Insomma, è nel mercato che riconosciamo le tendenze sociali, in quell’oscillare continuo di domanda e offerta - bisogni e soluzioni - che racchiude ogni nostra azione giornaliera, volenti o nolenti.

“La mozzarella fatta con il latte di bufala in India, se fatta secondo il modo di fare italico,  seguendo la qualità può essere un prodotto eccellente come quello realizzato nell’agro-campano” (G. Lanzone, appunti). C’è una grande differenza tra questo esempio e il finto parmigiano che si può trovare negli scaffali all’estero: l’Italian Sounding finge di essere italico ma senza portare un contenuto valoriale di sottofondo, cosa che invece nell’esempio citato succede, con il rischio di  non creare nemmeno l’istinto ad approfondire il tema. Ecco perché l’italicità nel mondo va incoraggiata. Ecco perché Benjamin, forse, oggi sosterrebbe una tesi simile a quella del professor Lanzone.

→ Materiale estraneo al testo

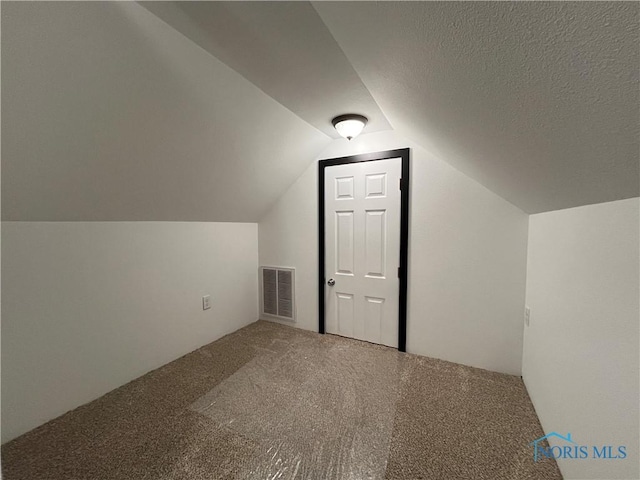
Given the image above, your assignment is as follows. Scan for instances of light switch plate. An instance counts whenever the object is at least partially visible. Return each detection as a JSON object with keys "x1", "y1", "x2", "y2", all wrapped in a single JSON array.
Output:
[{"x1": 202, "y1": 295, "x2": 211, "y2": 310}]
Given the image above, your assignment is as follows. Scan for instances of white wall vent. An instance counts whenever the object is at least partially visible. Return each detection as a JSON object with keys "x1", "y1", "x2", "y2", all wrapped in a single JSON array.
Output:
[{"x1": 260, "y1": 267, "x2": 296, "y2": 321}]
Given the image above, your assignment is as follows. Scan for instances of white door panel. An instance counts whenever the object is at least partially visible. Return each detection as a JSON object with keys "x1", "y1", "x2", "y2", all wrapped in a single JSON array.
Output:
[{"x1": 325, "y1": 158, "x2": 402, "y2": 347}]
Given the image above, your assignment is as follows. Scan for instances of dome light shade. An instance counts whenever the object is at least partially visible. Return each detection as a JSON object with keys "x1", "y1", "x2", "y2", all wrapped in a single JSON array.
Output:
[{"x1": 331, "y1": 113, "x2": 368, "y2": 140}]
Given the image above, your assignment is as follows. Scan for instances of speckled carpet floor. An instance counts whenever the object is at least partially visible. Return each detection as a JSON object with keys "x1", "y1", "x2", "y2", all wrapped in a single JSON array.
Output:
[{"x1": 2, "y1": 322, "x2": 562, "y2": 480}]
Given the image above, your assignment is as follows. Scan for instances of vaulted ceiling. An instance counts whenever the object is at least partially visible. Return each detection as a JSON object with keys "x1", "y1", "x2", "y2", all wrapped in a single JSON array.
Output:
[{"x1": 2, "y1": 2, "x2": 640, "y2": 221}]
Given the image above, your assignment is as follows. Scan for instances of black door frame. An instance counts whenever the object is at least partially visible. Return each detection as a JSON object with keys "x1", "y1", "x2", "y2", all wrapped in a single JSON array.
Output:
[{"x1": 318, "y1": 148, "x2": 410, "y2": 352}]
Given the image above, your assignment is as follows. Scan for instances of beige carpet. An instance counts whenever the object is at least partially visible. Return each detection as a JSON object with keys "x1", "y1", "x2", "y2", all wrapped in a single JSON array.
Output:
[{"x1": 2, "y1": 322, "x2": 561, "y2": 480}]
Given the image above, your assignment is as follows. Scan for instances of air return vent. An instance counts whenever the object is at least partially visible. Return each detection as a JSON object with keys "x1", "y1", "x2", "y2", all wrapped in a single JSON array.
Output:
[{"x1": 260, "y1": 267, "x2": 296, "y2": 321}]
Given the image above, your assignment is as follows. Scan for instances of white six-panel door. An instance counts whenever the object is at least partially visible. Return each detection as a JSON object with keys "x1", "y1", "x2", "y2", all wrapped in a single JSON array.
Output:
[{"x1": 325, "y1": 158, "x2": 402, "y2": 347}]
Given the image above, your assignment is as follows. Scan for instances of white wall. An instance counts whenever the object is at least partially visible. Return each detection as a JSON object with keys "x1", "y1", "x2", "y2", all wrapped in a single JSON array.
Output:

Nel chiederci cosa renda la cultura italica popolare nel mondo non possiamo dimenticare che la storia dell’umanità è un continuo alternarsi di fasi prevalentemente razionali o irrazionali.

Un po’ come il taylorismo è il modello aziendale ideale in momenti di forte difficoltà e incertezza,a inizio Novecento il modello Bauhaus funzionò anche perché veicolava razionalità, sicurezza, schemi fissi, tutte idee di cui il mondo aveva bisogno dopo le tragedie della guerra. Oggi la differenza si fa su un piano più irrazionale che razionale: la maggior parte delle scelte giornaliere sono dettate da movimenti sotterranei del nostro modo di vivere. Il pregio del design è di poter avere un impatto sociale al di là della sfera politica, restando libero di modificarsi a seconda delle esigenze. Unendo funzionalità ed estetica cerca di rispondere ai bisogni di ognuno, arrivando alla frontiera del design for all e della design direction.

“Fatta la legge, trovato l’inganno”. Nei detti popolari si trova spesso la verità, e la verità è che gli italiani - tra gli altri - hanno fatto della capacità di innovarsi e della versatilità un’arma vincente nei secoli. In mezzo ai nostri tanti difetti c’è una certa propensione all’ibridazione, alla capacità di ascolto e creatività, insieme a cultura della qualità. Tutte caratteristiche che si inseriscono nella società che giorno dopo giorno si va formando.

Il mercato è lo specchio dell’attualità e secondo l’Osservatorio PwC tra pochi anni a guidarlo saranno i Millennials, cioè i nati tra il 1981 e il 1996, una generazione che per natura è votata all’apertura mentale e al multitasking piuttosto che allo studio approfondito e univoco di un fenomeno.